# Most Hated Sci-Fi Villain



## H.Bergeron (Sep 7, 2001)

For me, it's definitely

Glampers and the whole United States HG

How about you?


----------



## Morrigan (Sep 8, 2001)

That damn Colonel Simmons, Stargate.

Oh, and the Langoliers.  They really sucked.


----------



## Neo (Sep 8, 2001)

oooooo got to be the 'Master' from Dr Who...

Always scared me as a kid


----------



## jsc (Sep 11, 2001)

Sauron (LOTR)
and I am with you on your choice of the "master" Neo!


----------



## Dave (Sep 11, 2001)

In a recent British national poll (IIRC it was on a radio station, but I forget) one of the top scariest people was 'the childcatcher' from "Chitty Chitty Bang Bang". It wasn't restricted to Sci-fi villains though, so the others included gangsters etc.

But I have an image now of a whole generation of children kept awake at night afraid of the childcatcher.

Are the 'Langoliers', Stephen King? I think that Annie Wilkes from "Misery" also featured in that same poll. 

I don't know what my own choice would be. The Master never scared me that much, the Daleks did. I'll have to think some more about it.


----------



## Morrigan (Sep 11, 2001)

Langoliers are indeed Stephen King.  If you want scariest villian.... boy, I'm too young to know the Master, but I do know one thing that scared me....

RAWHEAD REX!!!!!!!!!!!!!!!!!!!  I wasn't *allowed* to watch that movie until I was in my teens, which is odd, considering I was watching some pretty bad stuff at a young age.  He was horrible, ugly, face eating evilness!  Scared me stright back to decent horror films...

I'd say IT, as well, but I never saw that whole movie.  then again, he just scares me because he was a clown, and clowns are inherently evil :disgust:


----------



## tokyogirl (Sep 11, 2001)

the scariest sci fi movie villian that i ever watched as a child  was IT!  That movie scared the crap out of me as child and IT still scares me when i watch it now.:errrr: :clown: :crying:


----------



## BAYLOR (Jun 7, 2016)

Darth Vader is pretty high up on the scary list .


----------



## Droflet (Jun 7, 2016)

Good onya Bay, for resurrecting these post. Doctor Smith was a nasty piece of work.


----------



## WaylanderToo (Jun 7, 2016)

are we talking scifi or fantasy too?

if fantasy we have the 2 psychopaths from GoT (Ramsey Bolton and Joffery Baratheon, first of his name) competing for a headline billing surely?


----------



## Frost Giant (Jun 8, 2016)

+1 on Pennywise the It clown, I've always despised clowns.
Emperor Cartagia from Babylon 5 was a real prick.
Then, of course, there's President Nixon from Futurama.


----------



## BAYLOR (Jun 9, 2016)

Prince Zordar   of the Comet Empire  in Star Blazers.
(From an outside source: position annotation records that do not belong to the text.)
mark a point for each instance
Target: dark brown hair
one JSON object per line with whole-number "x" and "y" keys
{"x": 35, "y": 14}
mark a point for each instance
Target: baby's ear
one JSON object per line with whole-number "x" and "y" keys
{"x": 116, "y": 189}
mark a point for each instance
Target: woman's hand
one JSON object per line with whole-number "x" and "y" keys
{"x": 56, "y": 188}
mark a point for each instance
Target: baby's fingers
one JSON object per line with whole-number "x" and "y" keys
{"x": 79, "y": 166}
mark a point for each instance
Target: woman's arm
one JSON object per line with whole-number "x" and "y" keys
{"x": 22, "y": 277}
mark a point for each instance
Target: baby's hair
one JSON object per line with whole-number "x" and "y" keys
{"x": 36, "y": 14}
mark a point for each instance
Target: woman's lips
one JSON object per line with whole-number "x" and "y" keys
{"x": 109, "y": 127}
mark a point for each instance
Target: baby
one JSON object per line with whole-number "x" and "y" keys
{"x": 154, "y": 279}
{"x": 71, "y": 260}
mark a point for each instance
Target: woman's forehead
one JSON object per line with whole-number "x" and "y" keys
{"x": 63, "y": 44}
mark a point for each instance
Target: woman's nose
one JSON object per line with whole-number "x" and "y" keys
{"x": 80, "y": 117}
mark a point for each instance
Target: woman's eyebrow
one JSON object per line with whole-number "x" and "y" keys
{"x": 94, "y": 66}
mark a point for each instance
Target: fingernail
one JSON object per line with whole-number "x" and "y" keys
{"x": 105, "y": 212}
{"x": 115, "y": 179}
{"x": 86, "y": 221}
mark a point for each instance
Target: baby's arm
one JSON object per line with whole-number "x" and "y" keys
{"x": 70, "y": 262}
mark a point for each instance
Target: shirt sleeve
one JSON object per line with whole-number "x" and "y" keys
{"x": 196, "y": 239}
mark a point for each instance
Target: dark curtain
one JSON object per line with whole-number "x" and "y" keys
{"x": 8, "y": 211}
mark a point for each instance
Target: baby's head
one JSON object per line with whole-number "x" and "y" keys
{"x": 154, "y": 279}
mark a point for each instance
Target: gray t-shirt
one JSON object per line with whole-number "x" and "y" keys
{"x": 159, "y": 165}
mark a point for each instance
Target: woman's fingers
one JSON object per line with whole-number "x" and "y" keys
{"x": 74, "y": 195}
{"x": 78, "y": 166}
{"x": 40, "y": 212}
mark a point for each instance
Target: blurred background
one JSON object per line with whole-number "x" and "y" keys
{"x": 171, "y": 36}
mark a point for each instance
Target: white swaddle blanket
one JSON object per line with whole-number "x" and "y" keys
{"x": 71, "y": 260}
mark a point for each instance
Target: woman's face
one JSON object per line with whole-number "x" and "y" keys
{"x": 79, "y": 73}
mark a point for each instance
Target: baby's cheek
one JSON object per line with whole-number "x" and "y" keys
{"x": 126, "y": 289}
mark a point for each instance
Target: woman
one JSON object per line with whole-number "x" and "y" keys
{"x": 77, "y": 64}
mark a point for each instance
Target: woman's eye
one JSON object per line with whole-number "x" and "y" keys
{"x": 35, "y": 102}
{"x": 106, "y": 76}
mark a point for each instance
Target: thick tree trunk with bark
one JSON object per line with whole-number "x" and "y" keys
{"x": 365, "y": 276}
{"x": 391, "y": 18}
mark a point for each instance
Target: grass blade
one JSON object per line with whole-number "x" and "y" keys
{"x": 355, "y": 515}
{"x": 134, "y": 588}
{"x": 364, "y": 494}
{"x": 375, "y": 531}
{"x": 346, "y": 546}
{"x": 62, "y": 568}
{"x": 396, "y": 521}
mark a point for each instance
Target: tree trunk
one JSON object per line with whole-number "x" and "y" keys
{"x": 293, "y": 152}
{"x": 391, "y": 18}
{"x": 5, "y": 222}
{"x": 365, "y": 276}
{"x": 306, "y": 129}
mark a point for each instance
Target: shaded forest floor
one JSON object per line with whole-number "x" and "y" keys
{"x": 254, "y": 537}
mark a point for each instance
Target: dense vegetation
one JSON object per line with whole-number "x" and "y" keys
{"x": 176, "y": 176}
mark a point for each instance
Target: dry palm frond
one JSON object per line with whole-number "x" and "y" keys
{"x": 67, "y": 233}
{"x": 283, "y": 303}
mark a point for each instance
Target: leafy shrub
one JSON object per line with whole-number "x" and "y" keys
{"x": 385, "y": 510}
He is a real peace of work.


----------



## Dave (Jun 9, 2016)

Droflet said:


> Good onya Bay, for resurrecting these post. Doctor Smith was a nasty piece of work.
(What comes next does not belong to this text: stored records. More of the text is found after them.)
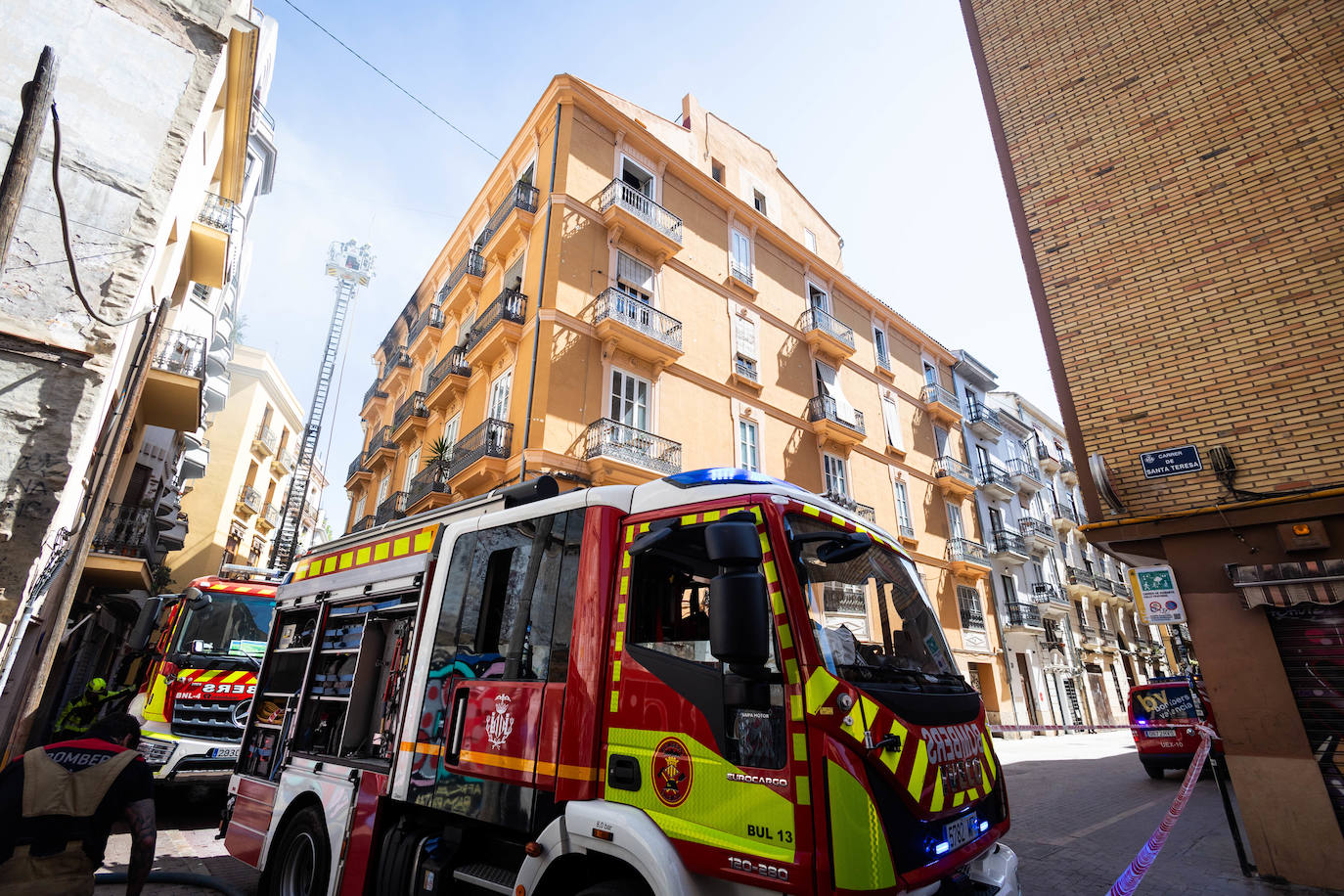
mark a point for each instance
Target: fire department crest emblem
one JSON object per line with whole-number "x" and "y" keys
{"x": 499, "y": 726}
{"x": 672, "y": 771}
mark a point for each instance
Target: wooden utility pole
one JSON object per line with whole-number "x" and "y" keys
{"x": 36, "y": 100}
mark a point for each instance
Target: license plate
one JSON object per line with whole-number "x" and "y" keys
{"x": 957, "y": 833}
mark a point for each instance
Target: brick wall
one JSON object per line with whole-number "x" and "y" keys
{"x": 1181, "y": 173}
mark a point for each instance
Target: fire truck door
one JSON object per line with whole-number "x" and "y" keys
{"x": 718, "y": 762}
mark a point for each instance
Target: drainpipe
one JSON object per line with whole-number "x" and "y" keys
{"x": 541, "y": 285}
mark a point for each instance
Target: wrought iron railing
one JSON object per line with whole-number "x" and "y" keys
{"x": 452, "y": 364}
{"x": 471, "y": 265}
{"x": 182, "y": 353}
{"x": 520, "y": 197}
{"x": 413, "y": 406}
{"x": 815, "y": 319}
{"x": 614, "y": 439}
{"x": 124, "y": 531}
{"x": 934, "y": 394}
{"x": 632, "y": 201}
{"x": 392, "y": 508}
{"x": 611, "y": 304}
{"x": 824, "y": 409}
{"x": 491, "y": 438}
{"x": 216, "y": 212}
{"x": 510, "y": 305}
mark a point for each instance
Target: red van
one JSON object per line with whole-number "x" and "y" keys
{"x": 1161, "y": 712}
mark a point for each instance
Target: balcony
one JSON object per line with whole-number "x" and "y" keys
{"x": 480, "y": 457}
{"x": 861, "y": 511}
{"x": 1026, "y": 477}
{"x": 496, "y": 331}
{"x": 826, "y": 335}
{"x": 622, "y": 454}
{"x": 449, "y": 378}
{"x": 265, "y": 441}
{"x": 410, "y": 417}
{"x": 834, "y": 425}
{"x": 122, "y": 548}
{"x": 636, "y": 219}
{"x": 1039, "y": 536}
{"x": 1023, "y": 615}
{"x": 207, "y": 247}
{"x": 466, "y": 278}
{"x": 394, "y": 508}
{"x": 940, "y": 403}
{"x": 381, "y": 448}
{"x": 994, "y": 481}
{"x": 1009, "y": 546}
{"x": 268, "y": 518}
{"x": 173, "y": 383}
{"x": 511, "y": 222}
{"x": 967, "y": 558}
{"x": 247, "y": 503}
{"x": 636, "y": 328}
{"x": 427, "y": 490}
{"x": 984, "y": 422}
{"x": 358, "y": 470}
{"x": 953, "y": 477}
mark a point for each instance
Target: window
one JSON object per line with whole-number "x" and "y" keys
{"x": 629, "y": 399}
{"x": 749, "y": 446}
{"x": 972, "y": 611}
{"x": 836, "y": 474}
{"x": 739, "y": 259}
{"x": 500, "y": 389}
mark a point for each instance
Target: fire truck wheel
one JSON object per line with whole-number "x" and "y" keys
{"x": 302, "y": 857}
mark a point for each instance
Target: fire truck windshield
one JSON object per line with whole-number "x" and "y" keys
{"x": 227, "y": 625}
{"x": 870, "y": 615}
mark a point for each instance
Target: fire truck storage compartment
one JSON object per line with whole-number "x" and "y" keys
{"x": 358, "y": 673}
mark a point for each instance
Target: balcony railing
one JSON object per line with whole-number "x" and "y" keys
{"x": 967, "y": 551}
{"x": 453, "y": 364}
{"x": 491, "y": 438}
{"x": 471, "y": 265}
{"x": 614, "y": 439}
{"x": 632, "y": 201}
{"x": 815, "y": 319}
{"x": 521, "y": 197}
{"x": 124, "y": 531}
{"x": 182, "y": 353}
{"x": 510, "y": 305}
{"x": 850, "y": 504}
{"x": 413, "y": 406}
{"x": 216, "y": 212}
{"x": 824, "y": 409}
{"x": 1023, "y": 614}
{"x": 615, "y": 305}
{"x": 392, "y": 508}
{"x": 431, "y": 316}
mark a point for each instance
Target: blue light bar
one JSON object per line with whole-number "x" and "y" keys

This is one thread worth resurrecting, but after 15 years I still can't give you an answer. Too many to choose from.

I think the idea was always to include fantasy too, and the actor who plays Ramsey Bolton gets hate mail.


----------



## WaylanderToo (Jun 9, 2016)

and since I mentioned GoT another 2 wretched characters... Walder Frey and Viserys


----------



## BAYLOR (Jun 15, 2016)

The Borg


----------



## WaylanderToo (Jun 15, 2016)

Freddie K?


----------



## Droflet (Jun 15, 2016)

Freddy? nah, he's the coolest villain out there.


----------



## BAYLOR (Jun 15, 2016)

The Necrons  are one of the imperium's  greatest enemies  since some imperium colonies can be situated  on Tomb worlds containing dormant Necrons they are an ongoing menace .  They have absolutely no regard for other life forms but their own and  when they go on the move, they destroy everything in their path . They are hated by everyone in the 40 k universe . The Necrons  existed for millions of years and  possess the most advanced  technology Warhammer universe .


----------



## BAYLOR (Jun 15, 2016)

WaylanderToo said:


> and since I mentioned GoT another 2 wretched characters... Walder Frey and Viserys



Absolutely agree with this .


----------



## BAYLOR (Jun 19, 2016)

The Cybermen


----------



## Silver Bee (Jun 19, 2016)

Hmm, interesting question, Although, is it about villains we love to hate? Or about villains we hate because they are awful, poorly written, truly disgusting or simply boring? 
I can't bear bad villains or antagonists!


----------



## Vaz (Jun 19, 2016)

The Thing. Out of, well, The Thing.


----------



## BAYLOR (Jun 19, 2016)

Ash the science officer in the 1979 film *Alien. *knew the danger in the derelict and didn't warn the crew . Knew what was happening to Kane after the face hugger came off and let him die an agonizing death. His inaction contributed to the eventual deaths of all but one of the crew. He didn't really care about the welfare of the crew , he was more interested in the creature and preserving it for the company.


----------



## Vaz (Jun 19, 2016)

Great shout, Baylor.


----------



## BAYLOR (Jun 19, 2016)

Vaz said:


> Great shout, Baylor.



Ash is definitely a terrific villain.


----------